How to build or rebuild a surface with pre-defined normals

Hello all, I am fairly new to grasshopper, though I’ve come to understand the basics well enough. I am trying to learn through what few resources I’ve found on the subject how to approach reverse engineering of forms to address environmental control systems in architecture, and right now I am focusing on a script for optimizing acoustics. The reduced script I have developed here generates panels that distribute sound evenly from a sound source over to a target surface, using planes that extrude downwards from a reflecting surface. I have generated a way of joining the surfaces to create a sort of wave pattern that is optimized for sound reflections, but I want to find a way of generating a continuous smooth surface that can do the same. As far as I can tell, the most straight-forward way to do this would be to somehow generate a surface or mesh which uses the vectors(which represent the reflection normal for each panel) as its normals. If I could calculate this curved surface using these predefined vectors as its normals, then in theory it would be able to evenly reflect sound from the source point to the target surface. From there, I could figure out optimizing for reflection times, reverb, etc. If I could get help figuring this out, I would really appreciate it. Doing something like this gives me ideas for a variety of different things, such as dealing with light reflections. I believe that the panels in Philharmonie de Paris work in a way similar to this.
Acoustics sharing file.gh (29.9 KB)


1 Like

You didn’t internalize your surfaces.

Sorry about that. I just updated it.

This is interesting.

Correct me if I am wrong, but i think problems like these are known to be an Optimal Transport problem. Python has some libraries that make come in use https://pythonot.github.io/. I’m interested if you can implement this

I looked into it, and I believe that finding a way to implement Sinkhorn might be the solution I’m looking for. Unfortunately, I’m not familiar with Python coding and my effort could only extend as far as Chatgpt could take me. As far as I could find, it seems that IronPython doesn’t support certain things involved with those modules, even after trying older versions of POT.

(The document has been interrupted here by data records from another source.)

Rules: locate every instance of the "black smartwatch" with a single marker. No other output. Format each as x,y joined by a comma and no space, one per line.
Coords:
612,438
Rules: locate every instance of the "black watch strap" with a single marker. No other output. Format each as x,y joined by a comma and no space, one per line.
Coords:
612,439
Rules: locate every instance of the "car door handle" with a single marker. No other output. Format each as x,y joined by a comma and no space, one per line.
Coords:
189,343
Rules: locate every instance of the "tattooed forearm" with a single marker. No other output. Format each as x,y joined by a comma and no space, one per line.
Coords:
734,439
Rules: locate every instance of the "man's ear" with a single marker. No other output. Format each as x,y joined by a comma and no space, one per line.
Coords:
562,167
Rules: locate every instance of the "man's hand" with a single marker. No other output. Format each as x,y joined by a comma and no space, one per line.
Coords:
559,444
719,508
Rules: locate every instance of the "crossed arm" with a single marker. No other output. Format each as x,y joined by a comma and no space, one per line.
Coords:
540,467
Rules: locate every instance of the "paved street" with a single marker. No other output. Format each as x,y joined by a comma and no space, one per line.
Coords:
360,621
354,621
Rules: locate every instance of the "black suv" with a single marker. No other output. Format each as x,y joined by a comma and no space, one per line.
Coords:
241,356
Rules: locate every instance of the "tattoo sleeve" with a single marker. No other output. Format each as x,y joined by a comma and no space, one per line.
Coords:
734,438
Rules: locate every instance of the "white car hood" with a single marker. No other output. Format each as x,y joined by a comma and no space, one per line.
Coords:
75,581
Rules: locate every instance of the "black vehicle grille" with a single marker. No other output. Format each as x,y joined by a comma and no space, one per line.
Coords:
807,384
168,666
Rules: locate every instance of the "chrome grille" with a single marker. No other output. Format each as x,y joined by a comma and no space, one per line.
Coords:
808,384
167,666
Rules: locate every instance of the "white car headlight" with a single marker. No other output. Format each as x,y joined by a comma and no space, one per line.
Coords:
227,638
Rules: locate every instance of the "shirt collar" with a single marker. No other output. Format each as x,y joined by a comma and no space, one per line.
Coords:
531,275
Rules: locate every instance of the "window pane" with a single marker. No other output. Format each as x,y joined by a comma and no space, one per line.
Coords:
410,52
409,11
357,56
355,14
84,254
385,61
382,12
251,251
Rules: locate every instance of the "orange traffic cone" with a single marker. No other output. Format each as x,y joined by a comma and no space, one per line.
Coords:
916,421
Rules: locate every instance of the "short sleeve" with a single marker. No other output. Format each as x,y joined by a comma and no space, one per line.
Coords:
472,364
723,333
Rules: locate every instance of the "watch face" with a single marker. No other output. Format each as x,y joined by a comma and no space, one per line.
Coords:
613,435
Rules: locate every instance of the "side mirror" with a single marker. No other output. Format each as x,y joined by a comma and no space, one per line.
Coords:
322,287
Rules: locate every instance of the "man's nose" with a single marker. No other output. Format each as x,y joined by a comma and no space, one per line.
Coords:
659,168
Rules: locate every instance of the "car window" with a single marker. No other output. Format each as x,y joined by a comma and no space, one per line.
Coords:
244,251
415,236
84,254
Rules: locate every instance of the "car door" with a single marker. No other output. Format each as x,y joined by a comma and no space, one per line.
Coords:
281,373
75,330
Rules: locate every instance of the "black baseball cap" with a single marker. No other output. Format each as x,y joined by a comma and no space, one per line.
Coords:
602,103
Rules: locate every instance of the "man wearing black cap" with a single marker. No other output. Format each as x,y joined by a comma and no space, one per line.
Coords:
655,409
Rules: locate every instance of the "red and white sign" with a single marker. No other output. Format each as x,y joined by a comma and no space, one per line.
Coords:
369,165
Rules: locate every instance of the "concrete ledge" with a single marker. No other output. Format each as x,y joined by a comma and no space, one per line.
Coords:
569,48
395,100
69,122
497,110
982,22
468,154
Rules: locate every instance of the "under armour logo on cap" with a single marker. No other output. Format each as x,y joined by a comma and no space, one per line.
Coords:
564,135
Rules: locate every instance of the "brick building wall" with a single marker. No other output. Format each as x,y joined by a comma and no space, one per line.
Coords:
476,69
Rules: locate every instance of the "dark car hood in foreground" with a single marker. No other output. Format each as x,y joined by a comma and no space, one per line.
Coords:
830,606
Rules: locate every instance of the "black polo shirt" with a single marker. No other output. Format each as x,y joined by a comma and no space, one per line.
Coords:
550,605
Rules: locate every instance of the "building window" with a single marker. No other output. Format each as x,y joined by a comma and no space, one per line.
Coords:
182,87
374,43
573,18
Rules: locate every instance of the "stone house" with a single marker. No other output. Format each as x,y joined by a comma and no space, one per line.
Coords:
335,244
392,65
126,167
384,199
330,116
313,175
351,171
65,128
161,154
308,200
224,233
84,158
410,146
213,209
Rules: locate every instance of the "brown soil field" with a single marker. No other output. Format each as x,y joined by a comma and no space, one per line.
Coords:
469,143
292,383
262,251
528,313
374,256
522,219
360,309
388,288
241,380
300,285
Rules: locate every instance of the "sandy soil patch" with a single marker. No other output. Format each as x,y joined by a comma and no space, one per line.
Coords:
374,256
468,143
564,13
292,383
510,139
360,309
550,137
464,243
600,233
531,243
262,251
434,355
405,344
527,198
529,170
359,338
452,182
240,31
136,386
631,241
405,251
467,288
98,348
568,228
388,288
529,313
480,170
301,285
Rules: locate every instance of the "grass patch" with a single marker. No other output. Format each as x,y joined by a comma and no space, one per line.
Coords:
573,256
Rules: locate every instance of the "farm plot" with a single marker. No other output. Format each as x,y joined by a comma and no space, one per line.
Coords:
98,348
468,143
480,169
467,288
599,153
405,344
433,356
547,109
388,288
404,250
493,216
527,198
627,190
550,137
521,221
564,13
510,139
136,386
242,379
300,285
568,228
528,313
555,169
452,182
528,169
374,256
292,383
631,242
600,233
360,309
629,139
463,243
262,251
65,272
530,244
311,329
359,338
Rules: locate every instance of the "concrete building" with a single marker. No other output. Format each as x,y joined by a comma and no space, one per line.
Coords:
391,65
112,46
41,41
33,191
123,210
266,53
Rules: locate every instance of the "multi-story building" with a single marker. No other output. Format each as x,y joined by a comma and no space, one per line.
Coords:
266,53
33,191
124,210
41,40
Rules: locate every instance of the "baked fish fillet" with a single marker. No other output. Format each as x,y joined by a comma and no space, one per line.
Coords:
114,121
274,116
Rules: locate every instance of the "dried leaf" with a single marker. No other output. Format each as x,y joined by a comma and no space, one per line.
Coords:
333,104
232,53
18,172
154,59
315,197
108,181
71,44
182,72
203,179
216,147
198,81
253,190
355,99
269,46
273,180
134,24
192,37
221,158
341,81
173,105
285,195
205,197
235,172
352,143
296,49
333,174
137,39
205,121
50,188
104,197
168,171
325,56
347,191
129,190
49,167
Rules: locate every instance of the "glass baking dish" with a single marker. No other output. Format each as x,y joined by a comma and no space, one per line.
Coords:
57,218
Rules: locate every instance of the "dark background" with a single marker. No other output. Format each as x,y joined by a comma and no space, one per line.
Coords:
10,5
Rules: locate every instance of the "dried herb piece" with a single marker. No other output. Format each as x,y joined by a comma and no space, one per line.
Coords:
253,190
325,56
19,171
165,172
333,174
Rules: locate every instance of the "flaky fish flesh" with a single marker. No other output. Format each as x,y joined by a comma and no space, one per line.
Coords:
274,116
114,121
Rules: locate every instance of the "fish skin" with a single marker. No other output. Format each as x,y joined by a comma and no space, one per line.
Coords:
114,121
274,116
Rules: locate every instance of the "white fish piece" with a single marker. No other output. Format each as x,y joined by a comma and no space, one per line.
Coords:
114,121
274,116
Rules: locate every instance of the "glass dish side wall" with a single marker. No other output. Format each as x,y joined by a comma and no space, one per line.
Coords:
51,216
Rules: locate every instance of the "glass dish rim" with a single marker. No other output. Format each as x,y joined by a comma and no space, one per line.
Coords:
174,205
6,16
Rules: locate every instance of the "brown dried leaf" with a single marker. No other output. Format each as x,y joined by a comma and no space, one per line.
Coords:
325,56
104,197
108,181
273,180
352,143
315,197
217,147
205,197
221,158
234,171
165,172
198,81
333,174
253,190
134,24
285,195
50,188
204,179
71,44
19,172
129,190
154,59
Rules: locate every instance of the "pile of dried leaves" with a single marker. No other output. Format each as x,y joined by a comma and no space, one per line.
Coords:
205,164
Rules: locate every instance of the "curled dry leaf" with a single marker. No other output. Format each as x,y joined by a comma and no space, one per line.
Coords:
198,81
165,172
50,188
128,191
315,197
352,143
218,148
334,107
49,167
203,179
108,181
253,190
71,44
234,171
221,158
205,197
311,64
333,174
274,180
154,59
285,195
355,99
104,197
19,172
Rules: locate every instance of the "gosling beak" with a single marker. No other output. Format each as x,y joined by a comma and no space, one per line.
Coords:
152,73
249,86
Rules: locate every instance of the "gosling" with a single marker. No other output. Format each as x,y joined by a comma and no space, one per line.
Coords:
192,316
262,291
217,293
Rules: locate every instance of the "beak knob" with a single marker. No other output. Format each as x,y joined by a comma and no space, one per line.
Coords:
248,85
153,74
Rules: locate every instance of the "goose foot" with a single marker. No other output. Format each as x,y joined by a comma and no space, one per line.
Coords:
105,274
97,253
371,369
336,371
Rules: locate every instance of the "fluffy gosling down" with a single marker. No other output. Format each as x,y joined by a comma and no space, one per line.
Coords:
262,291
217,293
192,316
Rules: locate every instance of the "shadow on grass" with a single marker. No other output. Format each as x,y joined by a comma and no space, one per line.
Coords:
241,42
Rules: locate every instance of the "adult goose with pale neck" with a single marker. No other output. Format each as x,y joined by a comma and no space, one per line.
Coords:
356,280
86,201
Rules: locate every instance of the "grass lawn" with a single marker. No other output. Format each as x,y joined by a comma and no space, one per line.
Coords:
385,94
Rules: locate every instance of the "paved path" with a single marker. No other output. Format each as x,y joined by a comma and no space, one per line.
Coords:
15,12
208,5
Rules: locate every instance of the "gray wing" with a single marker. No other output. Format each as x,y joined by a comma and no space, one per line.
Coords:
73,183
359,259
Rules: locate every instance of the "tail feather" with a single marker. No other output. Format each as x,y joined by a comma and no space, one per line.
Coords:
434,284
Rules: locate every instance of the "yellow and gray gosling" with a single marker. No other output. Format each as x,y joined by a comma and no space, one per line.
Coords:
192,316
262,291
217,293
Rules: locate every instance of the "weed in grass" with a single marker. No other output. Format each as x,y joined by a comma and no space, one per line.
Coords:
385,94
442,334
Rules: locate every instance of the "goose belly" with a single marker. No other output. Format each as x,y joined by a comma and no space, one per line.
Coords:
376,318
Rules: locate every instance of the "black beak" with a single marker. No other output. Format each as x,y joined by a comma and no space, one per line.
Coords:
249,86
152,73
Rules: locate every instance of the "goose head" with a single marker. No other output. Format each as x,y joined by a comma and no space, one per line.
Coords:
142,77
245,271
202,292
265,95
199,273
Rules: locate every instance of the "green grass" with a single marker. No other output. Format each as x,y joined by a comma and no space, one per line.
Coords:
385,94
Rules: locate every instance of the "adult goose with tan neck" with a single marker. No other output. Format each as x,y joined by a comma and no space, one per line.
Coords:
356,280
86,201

I did however discover something interesting that may or may not be a clue to figuring out this issue directly in grasshopper. I found that when I reflect points off of my initial reflecting panels, it generates points that can be made into a surface that by its nature seems capable of redirecting sound over my target surface. One picture shows how the points project from the reflecting panels shown at the bottom and are then scaled back upwards to create a smaller and more
usable surface. The other shows how the resulting surface reflects sound from the point source over my target surface. Given that this is only a roughly accurate result, does not use the precise normals I want, does not distribute evenly only to the target surface, and requires me to manually place the surface where I need it, this is not the solution I am looking for. The resulting form, however, is fairly close I believe to the result that I trying to get.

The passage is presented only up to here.